- Theatrical release poster
- Directed by: Jean Becker
- Written by: Jean Becker Fabrice Carazo
- Produced by: Henri Brichetti Christian Fechner
- Starring: Vanessa Paradis Gérard Depardieu
- Cinematography: Étienne Becker
- Edited by: Jacques Witta
- Music by: Michel Colombier Serge Gainsbourg Zbigniew Preisner
- Production company: Gaumont
- Distributed by: Gaumont Buena Vista International
- Release date: 1 February 1995;
- Running time: 115 minutes
- Country: France
- Language: French
- Budget: $11.1 million
- Box office: $18.5 million

= Élisa (1995 film) =

Élisa is a 1995 dramatic French film directed by Jean Becker and starring Vanessa Paradis, Gérard Depardieu, Clotilde Courau, Firmine Richard and Florence Thomassin. It was released by Gaumont through Gaumont Buena Vista International in France on 1 February 1995.

== Plot ==
Marie is a teenage girl living a life of crime with her friends on the streets of Paris.

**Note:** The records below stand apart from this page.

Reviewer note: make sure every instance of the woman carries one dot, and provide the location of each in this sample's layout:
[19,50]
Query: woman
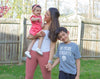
[48,46]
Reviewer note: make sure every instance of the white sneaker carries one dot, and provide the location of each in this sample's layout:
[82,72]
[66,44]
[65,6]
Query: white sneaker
[39,51]
[27,53]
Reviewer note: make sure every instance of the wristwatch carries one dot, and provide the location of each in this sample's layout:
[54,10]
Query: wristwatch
[50,61]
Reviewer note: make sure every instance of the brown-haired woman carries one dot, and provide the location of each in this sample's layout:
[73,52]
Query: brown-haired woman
[48,46]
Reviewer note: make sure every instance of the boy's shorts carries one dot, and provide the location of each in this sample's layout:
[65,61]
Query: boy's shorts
[63,75]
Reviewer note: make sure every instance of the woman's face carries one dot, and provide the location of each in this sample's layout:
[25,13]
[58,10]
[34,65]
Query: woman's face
[47,17]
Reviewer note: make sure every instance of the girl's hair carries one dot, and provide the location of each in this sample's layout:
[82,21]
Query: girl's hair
[54,23]
[34,6]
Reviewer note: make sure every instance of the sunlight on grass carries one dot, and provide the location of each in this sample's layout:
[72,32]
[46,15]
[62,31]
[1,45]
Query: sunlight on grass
[90,69]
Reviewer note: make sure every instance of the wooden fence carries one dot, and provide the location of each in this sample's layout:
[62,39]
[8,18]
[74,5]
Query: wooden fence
[13,42]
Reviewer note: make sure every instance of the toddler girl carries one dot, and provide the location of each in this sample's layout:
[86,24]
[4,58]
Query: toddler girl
[36,21]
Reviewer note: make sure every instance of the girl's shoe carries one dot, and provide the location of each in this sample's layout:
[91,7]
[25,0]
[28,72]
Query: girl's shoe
[27,53]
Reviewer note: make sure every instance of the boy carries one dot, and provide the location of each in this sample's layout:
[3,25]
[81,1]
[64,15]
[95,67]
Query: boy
[68,55]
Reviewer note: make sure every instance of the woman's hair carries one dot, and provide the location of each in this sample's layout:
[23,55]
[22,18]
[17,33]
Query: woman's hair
[34,6]
[60,29]
[54,13]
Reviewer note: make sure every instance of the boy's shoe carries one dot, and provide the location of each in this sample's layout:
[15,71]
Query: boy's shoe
[39,51]
[27,53]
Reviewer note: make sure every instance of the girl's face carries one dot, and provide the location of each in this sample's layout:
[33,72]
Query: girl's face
[64,37]
[47,17]
[37,11]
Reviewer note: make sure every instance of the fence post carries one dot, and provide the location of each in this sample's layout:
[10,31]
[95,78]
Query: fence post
[21,38]
[79,34]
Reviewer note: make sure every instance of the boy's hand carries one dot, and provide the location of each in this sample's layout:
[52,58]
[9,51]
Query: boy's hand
[77,77]
[49,67]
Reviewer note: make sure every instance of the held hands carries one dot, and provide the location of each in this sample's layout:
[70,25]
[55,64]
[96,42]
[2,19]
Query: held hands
[41,34]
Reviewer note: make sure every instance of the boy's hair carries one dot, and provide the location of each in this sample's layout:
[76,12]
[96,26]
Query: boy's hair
[60,29]
[34,6]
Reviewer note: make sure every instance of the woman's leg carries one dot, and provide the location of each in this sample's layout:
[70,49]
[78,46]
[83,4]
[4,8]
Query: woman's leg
[43,60]
[40,42]
[31,65]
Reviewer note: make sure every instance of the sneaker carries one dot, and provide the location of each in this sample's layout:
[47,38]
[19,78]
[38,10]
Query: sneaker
[27,53]
[39,51]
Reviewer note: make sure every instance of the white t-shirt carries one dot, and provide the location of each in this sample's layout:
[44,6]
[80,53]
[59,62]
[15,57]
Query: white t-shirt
[45,47]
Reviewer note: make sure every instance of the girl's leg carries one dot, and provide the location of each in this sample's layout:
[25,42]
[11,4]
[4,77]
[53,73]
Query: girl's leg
[31,65]
[40,42]
[43,60]
[31,44]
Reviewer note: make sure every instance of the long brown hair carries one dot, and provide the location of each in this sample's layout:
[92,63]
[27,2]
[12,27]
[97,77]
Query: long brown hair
[54,23]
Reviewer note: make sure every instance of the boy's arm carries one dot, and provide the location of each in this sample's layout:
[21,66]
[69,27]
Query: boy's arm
[78,68]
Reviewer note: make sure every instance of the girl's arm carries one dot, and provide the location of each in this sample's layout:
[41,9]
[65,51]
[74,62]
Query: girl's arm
[52,50]
[35,19]
[78,68]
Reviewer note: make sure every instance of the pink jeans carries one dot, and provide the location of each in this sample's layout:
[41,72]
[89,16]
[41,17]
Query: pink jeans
[32,63]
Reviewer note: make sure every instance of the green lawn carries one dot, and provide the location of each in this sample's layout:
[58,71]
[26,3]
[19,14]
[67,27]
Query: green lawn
[90,69]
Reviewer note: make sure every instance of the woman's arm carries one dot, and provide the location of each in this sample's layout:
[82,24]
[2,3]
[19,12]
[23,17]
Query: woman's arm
[78,68]
[52,50]
[55,62]
[35,19]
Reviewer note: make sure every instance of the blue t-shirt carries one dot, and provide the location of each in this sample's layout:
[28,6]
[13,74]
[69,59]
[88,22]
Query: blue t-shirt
[68,53]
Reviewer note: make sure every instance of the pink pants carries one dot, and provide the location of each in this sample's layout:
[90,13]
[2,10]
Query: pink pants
[32,63]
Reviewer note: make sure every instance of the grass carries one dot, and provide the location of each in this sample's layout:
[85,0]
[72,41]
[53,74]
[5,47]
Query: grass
[90,69]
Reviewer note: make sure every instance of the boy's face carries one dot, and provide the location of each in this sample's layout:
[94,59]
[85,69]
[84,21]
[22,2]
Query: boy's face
[63,36]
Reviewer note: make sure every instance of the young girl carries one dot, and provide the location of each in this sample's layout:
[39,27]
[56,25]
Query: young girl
[36,21]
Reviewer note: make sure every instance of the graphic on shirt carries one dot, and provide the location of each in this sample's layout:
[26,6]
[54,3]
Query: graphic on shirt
[64,58]
[65,51]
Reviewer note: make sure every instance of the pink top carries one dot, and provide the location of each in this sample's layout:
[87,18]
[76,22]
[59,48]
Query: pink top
[36,25]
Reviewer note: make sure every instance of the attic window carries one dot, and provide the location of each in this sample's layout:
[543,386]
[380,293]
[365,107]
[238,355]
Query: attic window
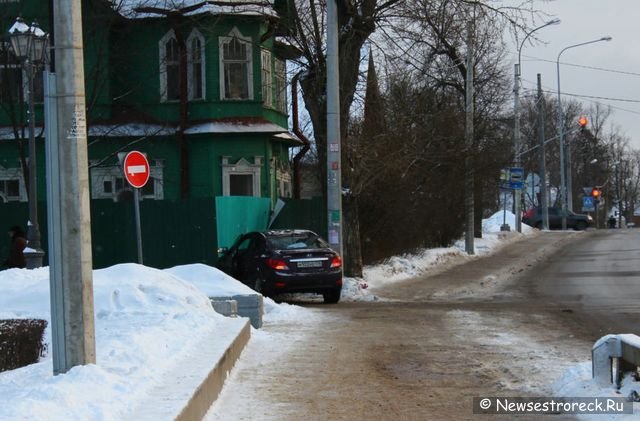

Her mother, Élisa, suffering from poverty and abandoned by her husband and estranged from her parents, had tried to kill her when she was very young and later committed suicide. Her father has never been a part of her life. One day, Marie decides to find him and take revenge for not helping her as a child. However, when she finds him, she realizes she cannot kill him. A flashback reveals that he had left her mother because she had prostituted herself to support the family. After discovering a love letter her father had written to her mother, Marie forgives him.

== Cast ==
- Vanessa Paradis as Marie Desmoulin
- Gérard Depardieu as Jacques 'Lébovitch' Desmoulin
- Clotilde Courau as Solange
- Sekkou Sall as Ahmed
- Florence Thomassin as Élisa Desmoulin
- Michel Bouquet as Samuel
- Philippe Léotard as Gitane Smoker
- Catherine Rouvel as Manina
- Melvil Poupaud as Pharmacist's son
- Olivier Saladin as Kevin
- Bernard Verley as The contractor
- José Garcia as Taxi Passenger
- Philippe Duquesne as P.M.U. Owner
- Firmine Richard as P.M.U. Customer
- Samir Guesmi

== Themes ==
The film features the song Elisa by Serge Gainsbourg, to whom the film is posthumously dedicated. The song tells about the love of a man in his forties for a girl in her twenties, alluding to Marie and her father Jacques.